Tucked away in an Abington shopping center, the Corner Cafe is surrounded by construction and renovations.

Inside, its staff continues serving food and greeting diners by name. Regular customers fill the green booths and tables, against the backdrop of a mural depicting breakfast and lunch dishes.

"To me, this place is just like Cheers," said customer Bud Seeger, a retired firefighter. "You come in and everyone knows your name."

But the end may be in sight for the local cafe, frequented daily by dozens of loyal customers, many of them older Montgomery County residents.

Kravco Co. L.L.C., owner of the Huntingdon Valley Shopping Center, denied the restaurant a lease extension and asked the cafe to leave by the end of this past January, citing its failure to meet a minimum sales requirement. As Kravco works to renovate the shopping center and bring in new tenants, Corner Cafe owner John Graff is fighting to stay, arguing that he had a right to extend his lease.

On the eve of a hearing last week in Montgomery County Court over the cafe's lease status, the restaurant filed for bankruptcy. That filing pushed the proceedings into federal bankruptcy court, granting the restaurant some extra time. It was also an attempt by Graff to protect himself from owing payments on outstanding debts if the restaurant closes.

As the legal dispute stretches on, regular customers have rallied around the restaurant, signing petitions, packing public meetings to rally support, and peppering Graff with questions about the cafe's fate.

"It's a staple in the neighborhood," said Kathleen Widman, 59, of Abington.

The Corner Cafe opened in 1999, taking the place of a former deli. Graff, 55, purchased half-ownership of the restaurant a few years later, inheriting the lease and taking control of day-to-day operations.

The lease ran out at the end of January, but it contained a right to renew for an additional five years.

Graff, who said he had received verbal promises from Kravco representatives that his restaurant could remain in place despite construction and renovations in the rest of the shopping center, said he did not know that his lease contained clauses allowing Kravco to deny the extension option.

The lease states that the restaurant must have at least $2.3 million in gross sales in the year before its renewal term.

In court filings, Kravco argues that it had the legal right to not extend the lease; the company also filed a copy of a 2009 letter informing Graff that his lease would be extended five years despite his failure to meet the minimum gross sales.

The cafe "is simply looking for reasons to muddy the waters and tie up [Kravco's] right to possession," the company wrote in a court filing.

Kravco representatives did not return messages left last week.

Graff, who lives in the Somerton neighborhood of Northeast Philadelphia, admits he failed to meet the minimum sales. His sales are less than $1 million per year, he said, but said he did not know of the requirement.

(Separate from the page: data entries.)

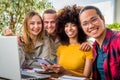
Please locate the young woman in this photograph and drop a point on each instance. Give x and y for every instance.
(34, 43)
(71, 60)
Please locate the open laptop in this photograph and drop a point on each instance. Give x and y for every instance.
(10, 63)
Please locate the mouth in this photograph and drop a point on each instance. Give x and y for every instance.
(94, 31)
(70, 33)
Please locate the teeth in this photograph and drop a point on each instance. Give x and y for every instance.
(69, 33)
(93, 31)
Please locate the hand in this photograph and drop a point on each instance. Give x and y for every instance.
(46, 67)
(58, 68)
(8, 32)
(85, 46)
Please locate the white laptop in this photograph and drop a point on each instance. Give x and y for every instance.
(10, 63)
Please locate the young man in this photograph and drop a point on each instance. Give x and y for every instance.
(106, 48)
(49, 20)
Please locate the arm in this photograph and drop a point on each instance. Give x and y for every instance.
(85, 46)
(8, 32)
(88, 67)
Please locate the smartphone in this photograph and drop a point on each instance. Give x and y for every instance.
(43, 61)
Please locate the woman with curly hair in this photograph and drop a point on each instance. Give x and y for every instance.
(71, 60)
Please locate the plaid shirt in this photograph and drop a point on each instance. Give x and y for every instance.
(111, 65)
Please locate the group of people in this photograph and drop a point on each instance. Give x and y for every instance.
(62, 39)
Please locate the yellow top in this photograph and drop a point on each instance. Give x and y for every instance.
(73, 59)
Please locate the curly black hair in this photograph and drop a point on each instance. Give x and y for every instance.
(65, 15)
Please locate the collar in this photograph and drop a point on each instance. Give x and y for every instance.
(106, 41)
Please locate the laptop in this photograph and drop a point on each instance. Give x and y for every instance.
(10, 63)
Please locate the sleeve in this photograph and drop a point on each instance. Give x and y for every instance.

"I didn't know they had 'out' clauses," he said. "Was it my stupidity a little bit? Sure, yeah."

Graff said he had been prepared to present witnesses from meetings in the last few years between the shopping center tenants and Kravco at which Kravco representatives said the restaurant would stay in place, even as stores next to it were demolished to make way for a new Rite Aid. Other stores were demolished to build a Starbucks and a new location for Iron Hill Brewery, currently under construction.

Graff said he is not yet willing to give up his fight; he says he is working to stand up for small, family-owned businesses.

But he is also looking into other locations for the Corner Cafe.

"We're looking for locations, but I want to own the ground," he said, to avoid potential issues with another lease agreement.

Alex Kane of Abington goes to the Corner Cafe every day for breakfast. At age 95, the World War II veteran drives himself from his Abington condo to the shopping center. He often orders Raisin Bran and shares stories with other customers about his time at war and his career as a roofer.

"This is the stuff you're never going to have in Starbucks," Graff said one morning last week as he sat next to Kane. "You know what I'm saying?"